1958, bien sûr. Eh oui ! je suis un cinquante-huitard. 1958. C'était l'année de l'exposition universelle à Bruxelles. Du 17 avril à la mi-octobre, six mois à explorer le monde, à découvrir la mondialisation. Après la guerre, le monde se réconciliait ou s'affrontait sans violence extrême. Le pavillon américain, ses girls et ses TV couleur, à côté du pavillon soviétique, ses fusées et ses spoutniks. J'étudiais de concert l'américain et le russe. Des premiers coups d'oeil sur des pays que je visiterais dans la suite : la Thaïlande, le Canada, la Russie, les USA...
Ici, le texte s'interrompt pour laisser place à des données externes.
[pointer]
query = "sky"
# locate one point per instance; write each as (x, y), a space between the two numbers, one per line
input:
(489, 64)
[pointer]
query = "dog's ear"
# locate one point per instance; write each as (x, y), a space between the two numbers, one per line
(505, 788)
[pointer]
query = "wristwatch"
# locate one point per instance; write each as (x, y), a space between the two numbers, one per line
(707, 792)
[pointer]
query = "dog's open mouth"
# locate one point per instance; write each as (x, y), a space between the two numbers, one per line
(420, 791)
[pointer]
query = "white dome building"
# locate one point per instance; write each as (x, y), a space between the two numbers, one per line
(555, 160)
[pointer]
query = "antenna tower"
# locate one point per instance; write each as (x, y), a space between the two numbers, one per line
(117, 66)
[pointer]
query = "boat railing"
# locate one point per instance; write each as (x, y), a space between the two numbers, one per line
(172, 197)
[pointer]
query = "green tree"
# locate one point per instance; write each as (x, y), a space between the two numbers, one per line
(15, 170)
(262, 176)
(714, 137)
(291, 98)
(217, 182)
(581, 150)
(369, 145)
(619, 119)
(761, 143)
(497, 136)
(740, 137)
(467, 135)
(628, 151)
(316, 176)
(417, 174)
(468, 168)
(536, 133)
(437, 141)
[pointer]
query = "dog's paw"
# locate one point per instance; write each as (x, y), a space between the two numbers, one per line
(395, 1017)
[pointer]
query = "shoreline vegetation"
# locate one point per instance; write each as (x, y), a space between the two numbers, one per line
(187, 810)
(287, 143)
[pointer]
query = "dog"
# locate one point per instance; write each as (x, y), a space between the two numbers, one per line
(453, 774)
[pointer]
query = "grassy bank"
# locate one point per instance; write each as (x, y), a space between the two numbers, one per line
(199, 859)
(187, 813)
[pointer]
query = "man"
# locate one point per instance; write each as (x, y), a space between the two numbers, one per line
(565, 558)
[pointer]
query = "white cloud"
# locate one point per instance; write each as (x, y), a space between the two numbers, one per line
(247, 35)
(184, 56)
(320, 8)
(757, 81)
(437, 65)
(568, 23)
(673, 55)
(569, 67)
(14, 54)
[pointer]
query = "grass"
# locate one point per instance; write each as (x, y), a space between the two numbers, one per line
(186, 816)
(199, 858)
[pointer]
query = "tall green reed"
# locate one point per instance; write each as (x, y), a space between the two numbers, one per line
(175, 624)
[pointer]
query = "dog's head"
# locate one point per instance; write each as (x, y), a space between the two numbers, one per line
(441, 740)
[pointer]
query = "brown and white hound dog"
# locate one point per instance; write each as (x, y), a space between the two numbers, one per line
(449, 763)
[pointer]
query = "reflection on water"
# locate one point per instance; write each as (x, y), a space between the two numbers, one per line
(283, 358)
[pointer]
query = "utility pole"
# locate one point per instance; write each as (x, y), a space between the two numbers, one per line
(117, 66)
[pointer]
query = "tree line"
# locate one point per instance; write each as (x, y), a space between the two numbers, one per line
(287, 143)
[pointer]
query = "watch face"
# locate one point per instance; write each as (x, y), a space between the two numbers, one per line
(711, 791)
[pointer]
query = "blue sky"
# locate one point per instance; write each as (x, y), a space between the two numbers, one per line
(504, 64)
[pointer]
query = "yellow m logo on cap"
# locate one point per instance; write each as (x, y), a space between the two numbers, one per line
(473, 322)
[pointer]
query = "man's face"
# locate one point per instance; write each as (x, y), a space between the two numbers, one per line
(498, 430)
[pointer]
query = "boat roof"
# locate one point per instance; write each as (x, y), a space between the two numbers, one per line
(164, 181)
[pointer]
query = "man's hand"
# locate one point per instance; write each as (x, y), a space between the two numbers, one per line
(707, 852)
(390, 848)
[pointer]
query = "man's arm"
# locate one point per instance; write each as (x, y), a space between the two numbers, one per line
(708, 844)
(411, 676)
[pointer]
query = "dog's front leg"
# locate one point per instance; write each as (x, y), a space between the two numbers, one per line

C'était aussi les prémices de l'Europe.
Et un extraordinaire Palais de la Science d'où les visiteurs sortaient avec une rondelle d'une matière d'avenir. Comment disait-on? Oh oui, le plastique.
Je savais que le monde s'accélérait et se tissait en un nouveau maillage.
Un vieux monde s'en allait. Les allumeurs de réverbères remballaient leur flambeau magique. Ils étaient remplacés par un interrupteur de quartier. Les chiens ne tiraient plus les charrettes de "lait à la cruche"'. J'ai aimé, et j'aime encore, cette année 58 qui me faisait entrevoir un monde passionnant.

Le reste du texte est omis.